遠雷の中



「おヒメ……!擬態装置貸してくれ……!」

「う〜!いいよォ〜〜!」



 拒否前提ダメもとで尋ねてみた正文に、意外や意外、母屋の居間にて乳酸飲料を飲んでいたティセリアは即決してくれた。


 あまりに潔いティセリアの決断に、正文は少々面食らってしまう。





「良いのかよ……?擬態装置なかったら外出れねぇだろ?」



 正文が言うと、ティセリアは突然、真面目な表情を作って見せた。



「いまからシュージやユキエと……おへやで対決たいけちゅだから、しばらくおそと出ないのョ」



 そう言ってティセリアは手に携えていた、掌大の、二頭身ロボットの玩具を正文に見せた。

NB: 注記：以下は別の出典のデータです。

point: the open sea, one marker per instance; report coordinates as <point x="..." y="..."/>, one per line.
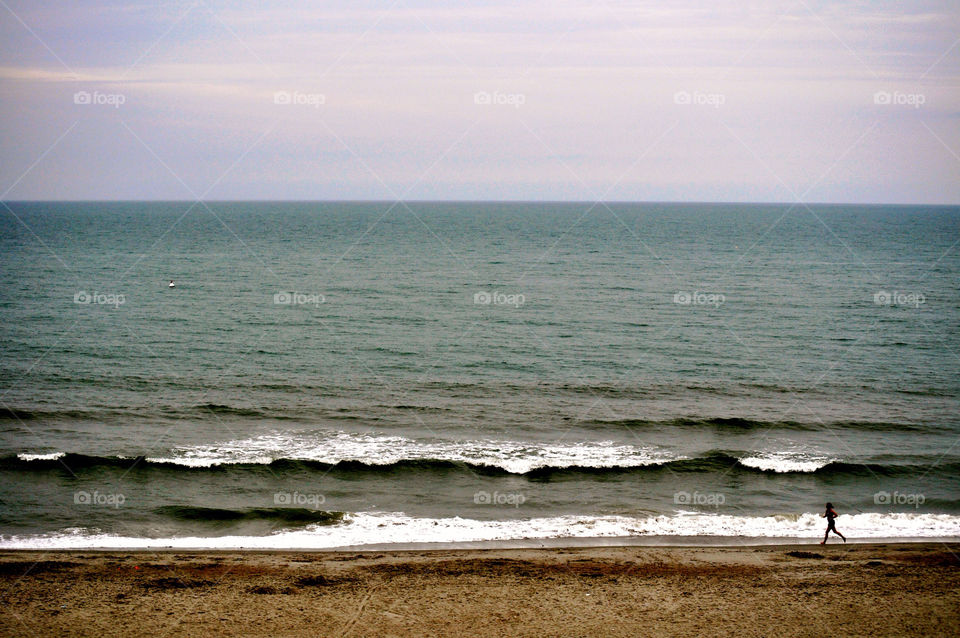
<point x="330" y="374"/>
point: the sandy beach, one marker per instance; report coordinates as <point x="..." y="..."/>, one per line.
<point x="808" y="590"/>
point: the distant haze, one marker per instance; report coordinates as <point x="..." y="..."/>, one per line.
<point x="799" y="100"/>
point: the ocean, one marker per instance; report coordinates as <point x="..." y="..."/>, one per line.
<point x="333" y="374"/>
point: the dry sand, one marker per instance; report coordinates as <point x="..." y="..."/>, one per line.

【ビーダマシン】という、腹部からビー玉を射出する玩具だ。



「うゅ……!逃げられないうんめー……これがしゅくめーの戦い……!」



 子ども向けの競技大会も開催される程の人気玩具を見つめるティセリアの瞳は、今まで見たことのない闘志を帯びていて……正文は思わず唾を飲んだ。



「ティセリアちゃん……決着を付けよう!」

「…………!」



 突如声が響いて、ティセリアは戦慄の表情で振り向く。


 修二とゆきえが颯爽居間に現れた。其々の手にもビーダマシンが握られていて……二人もまた、猛々しい眼差しでもってティセリアと睨み合った。



「…………!」

「ゆきえちゃんが『ティセリア!先ずはあーしの《ヴァーストケルベロス》と勝負だよ!』だってさ!」

「うゅ……!あたしの《シャイニングフェニックしゅ》のシメウチシュートに勝てるかな?」

「おいらの《ガトリングワイバーン》も負けないよ!…ていうか二人のビーダマシンはおいらが貸してるヤツだからね!」



 一触即発の気配を伴って、ティセリアたち三人組は修二の子ども部屋を目指し、居間を後にした。


 勿論、去り際にティセリアは、自分の腕から外したリング型の擬態装置を正文に投げ渡し、貸してくれた。



「お昼までには返して欲しいのョ」



 そう言うティセリアに正文は「勿論だ……!」と頷きながら、手元の擬態装置を見つめた。




 これで……シェーレを少しだけでも外に出してやれたら……。





 ****





 正文は意気揚々と、シェーレのいる客室に続く渡り廊下を闊歩する。


 丁度、客室の戸が開いて、正直まさなおと卦院が出て来るのが見えた。


 シェーレの診察が終わったのかと、正文は推測した。



「ドクター、アイツの具合は?」



 シェーレの状態を知りたいあまり質問が若干無遠慮になってしまった正文に、父正直まさなおと卦院の好奇の目が集中した。



「健康状態は極めて良好だ」



 卦院のその一言だけで正文は心底安堵し、同時に……一瞬我を忘れてまで安堵してしまった自分を……ほんの少しだけ恥ずかしく思った。



「記憶の喪失は表層の……一時的なものだろう」

「時間が経てば治ると?」

「幾つか質問してみたが、返答の端々に喪失以前のものと思しき所作が見て取れた。短期間で回復する可能性が高いが……まぁ」

「そこから先はアイツ次第と……?」



 卦院の返答を先取りした正文に、卦院本人は呆れた笑みで頷いた。



「まぁ……後は美味い物食わせて……何か楽しいことでもさせておけ」



 卦院がそう言うと、傍らでずっと微笑を浮かべたまま立っていた正直まさなおが、優しく正文の肩を叩いた。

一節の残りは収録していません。